Relationships between N application rates and relative grain yield for maize (a) and wheat (b) cropping systems. Grain yield for each observation was adjusted to a relative yield (i.e. a percentage of maximum yield obtained at each site)
In converse to crop yields, our analysis revealed a linear relationship between NO3 − leaching loss and N application rates for both maize and wheat cropping systems (Fig. 3). Similar trends between N application rates and NO3 − leaching losses have been documented in several case studies (Dauden et al. 2004; Perego et al. 2012). For example, Dauden et al. (2004) reported a significantly positive correlation between NO3 − leaching losses and N application rates for a Spanish irrigated maize system. Moreover, our meta-analysis showed that across different studies with their specific-site features such as soil characteristics and agricultural management or climatic conditions, 25 % and 13 % of applied N were lost by NO3 − leaching to the hydrosphere from maize and wheat systems, respectively (Fig. 3). The values obtained in our study are close to the global value as derived by process based modeling as given by Lin et al. (2001) for leaching losses from cropland (19 %), but lower than the value of 30 % as suggested by IPCC (IPCC 2006). Nevertheless, the different values suggest that simply applying a “fractionation factor” (i.e. the proportion of applied N fertilizer to soils is leached) approach for estimating regional N fertilizer induced NO3 − leaching loss is questionable because NO3 − leaching loss is highly dependent on site-specific management practices, soil conditions and meteorological conditions during the measurements. Further site-specific field NO3 − leaching measurements, ideally, from various field treatments—well covering the local management practices—in various regions differing in climate and soil conditions, are still needed to decrease the uncertainties in estimate of global and regional NO3 − leaching losses during maize and wheat productions.

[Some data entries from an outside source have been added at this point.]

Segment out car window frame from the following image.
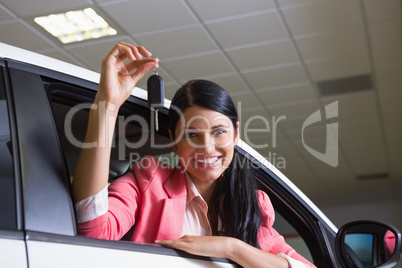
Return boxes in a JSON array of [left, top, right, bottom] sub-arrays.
[[0, 59, 233, 264], [3, 60, 342, 267]]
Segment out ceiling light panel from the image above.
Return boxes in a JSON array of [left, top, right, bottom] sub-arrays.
[[34, 8, 117, 44]]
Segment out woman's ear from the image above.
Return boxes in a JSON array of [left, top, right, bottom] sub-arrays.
[[169, 129, 177, 153]]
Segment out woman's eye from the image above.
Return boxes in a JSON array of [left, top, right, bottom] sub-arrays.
[[213, 129, 226, 136], [184, 132, 197, 139]]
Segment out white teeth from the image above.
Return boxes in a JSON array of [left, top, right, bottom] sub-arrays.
[[196, 157, 219, 164]]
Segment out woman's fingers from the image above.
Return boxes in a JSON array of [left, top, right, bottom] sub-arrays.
[[112, 42, 152, 62]]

Our meta-analysis clearly shows that NO3 − leaching losses for maize systems are higher than those for wheat systems (Fig. 2, mean value: 57.4 vs. 29.0 kg N ha−1), a conclusion which is consistent with several previous case studies (e.g., Ju et al. 2009; Zhou et al. 2012). However, our database may be regional biased, since out of 69 observations for wheat which simultaneously provided data on NO3 − leaching as well as crop yields, 16 came from Denmark. Here, wheat fields were additional fertilized in autumn with solid manure, and on average 27 % of applied N was lost through NO3 − leaching (Sorensen and Rubaek 2012). In contrast, Huang et al. (2011) observed only 3.0 kg N ha−1 NO3 − leaching losses from a wheat production system at a N application rate of 180 kg N ha−1 in the north China. Nevertheless, differences in NO3 − leaching losses between maize and wheat systems are incontestable and can be primarily explained by in average higher N application rates for maize (249 kg N ha−1) as compared to wheat (171 kg N ha−1). Moreover, specifically in regions with two crops per year such as in most subtropical regions in China, maize is cropped during the warm and moist season (in China the monsoon season), while wheat is preferable cropped during the colder and dryer winter season (Fang et al. 2006; Zhou et al. 2012; Zhou et al. 2013; Zhu et al. 2009). For that reason NO3 − leaching losses in those regions are higher for maize as compared to wheat. For example, Zhou et al. (2012) conducted a six-year field experiment monitoring crop yields and NO3 − leaching of a rain-fed wheat-maize rotation system in the southwest China. They observed that approx. 21.9 % of applied N was lost through NO3 − leaching in the maize seasons, while in the wheat seasons no NO3 − leaching occurred.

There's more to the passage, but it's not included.